Os artistas flamengos se deleitavam com as oportunidades que a pintura a óleo lhes oferecia. Retratavam o mundo em que viviam com uma originalidade genuína, como se estivessem vendo tudo pela primeira vez.

BOSCH / 1450-1516
As obras de Hieronymus Bosch são a imagem desse sentimento geral. Ele transforma o inferno em algo terrestre, pois representa os abismos da humanidade, os seus vícios e os seus erros com extrema minuciosidade. O fantástico das suas obras, que já no seu tempo se tornou famoso, consiste no fato de Bosch conseguir unir num todo, o realismo (na forma de pintar) e o simbolismo (no que se refere ao sentido), mas sem querer representar os abismos
da alma humana; as suas visões aflitivas tinham uma intenção moral. Os seus mundos pictóricos eram advertências para os sofrimentos infernais que esperariam o homem, devido aos seus delitos profanos no seu dia a dia.

BRUEGHEL / 1525 - 1569
Os quadros de Pieter Brueghel, o pintor flamengo mais importante do século 16, tem um cunho pedagógico e moral comparável. Ele executava pinturas que, como as de Bosch também eram exemplificadas. No entanto, esse pintor extremamente culto não representava visões dos infernos ou temas religiosos, mas sim os temas atuais de sua época.

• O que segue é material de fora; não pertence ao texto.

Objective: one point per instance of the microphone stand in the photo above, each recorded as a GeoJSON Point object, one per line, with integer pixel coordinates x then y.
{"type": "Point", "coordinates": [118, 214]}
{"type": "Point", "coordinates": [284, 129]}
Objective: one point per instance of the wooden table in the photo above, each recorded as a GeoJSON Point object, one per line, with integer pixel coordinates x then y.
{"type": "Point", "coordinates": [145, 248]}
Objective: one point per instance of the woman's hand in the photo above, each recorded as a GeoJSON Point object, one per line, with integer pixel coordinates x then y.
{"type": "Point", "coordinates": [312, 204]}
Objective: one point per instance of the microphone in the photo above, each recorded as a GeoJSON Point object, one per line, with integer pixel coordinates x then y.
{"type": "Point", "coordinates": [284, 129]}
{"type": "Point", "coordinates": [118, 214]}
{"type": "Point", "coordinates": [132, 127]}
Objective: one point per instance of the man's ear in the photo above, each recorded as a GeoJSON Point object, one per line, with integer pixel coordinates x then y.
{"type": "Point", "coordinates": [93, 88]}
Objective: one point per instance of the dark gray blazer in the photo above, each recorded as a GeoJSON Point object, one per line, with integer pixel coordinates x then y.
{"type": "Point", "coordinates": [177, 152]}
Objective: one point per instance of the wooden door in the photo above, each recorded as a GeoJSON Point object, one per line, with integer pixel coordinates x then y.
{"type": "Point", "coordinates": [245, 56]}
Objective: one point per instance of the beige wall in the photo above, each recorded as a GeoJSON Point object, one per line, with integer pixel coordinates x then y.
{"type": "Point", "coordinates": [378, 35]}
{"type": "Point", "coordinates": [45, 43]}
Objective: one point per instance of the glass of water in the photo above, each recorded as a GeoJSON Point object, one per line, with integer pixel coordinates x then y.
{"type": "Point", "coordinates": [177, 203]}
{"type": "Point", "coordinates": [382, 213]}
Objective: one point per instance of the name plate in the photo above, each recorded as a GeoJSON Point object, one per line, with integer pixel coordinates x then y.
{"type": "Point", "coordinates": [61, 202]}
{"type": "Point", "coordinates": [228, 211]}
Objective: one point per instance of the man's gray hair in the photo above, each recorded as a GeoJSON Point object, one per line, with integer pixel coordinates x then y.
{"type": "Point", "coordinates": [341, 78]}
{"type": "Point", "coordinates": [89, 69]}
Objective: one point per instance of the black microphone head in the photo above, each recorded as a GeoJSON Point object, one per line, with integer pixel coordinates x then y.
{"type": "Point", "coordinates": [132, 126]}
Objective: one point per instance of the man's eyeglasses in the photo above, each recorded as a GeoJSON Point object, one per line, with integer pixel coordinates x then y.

A sua obra A Construção da Torre de Babel, pode ser vista de acordo com a moral bíblica – como um aviso à presunção humana, um fenômeno que o pintor deve ter observado nos seus contemporâneos.

JAN VAN EYCK / 1395 - 1441
Este quadro - Retrato do Noivado Arnolfini 1434 - representa de forma naturalista um casal num interior burguês. Marca a viragem da arte sacra para a arte profana. Esposa e esposo encontram-se no quarto do casal, suntuosamente vestidos a fim de contrair matrimônio. A seus pés, vê-se um pequeno cão como símbolo da fidelidade conjugal. No candelabro reluzente, uma única vela acesa simboliza a presença de Cristo.

OUTROS:
Petrus Christus - Joris van der Paele - Mestre do Frémalle - Melchior Broederlam -
Van der Weyden - Hans Memling - Gerard David entre tantos outros.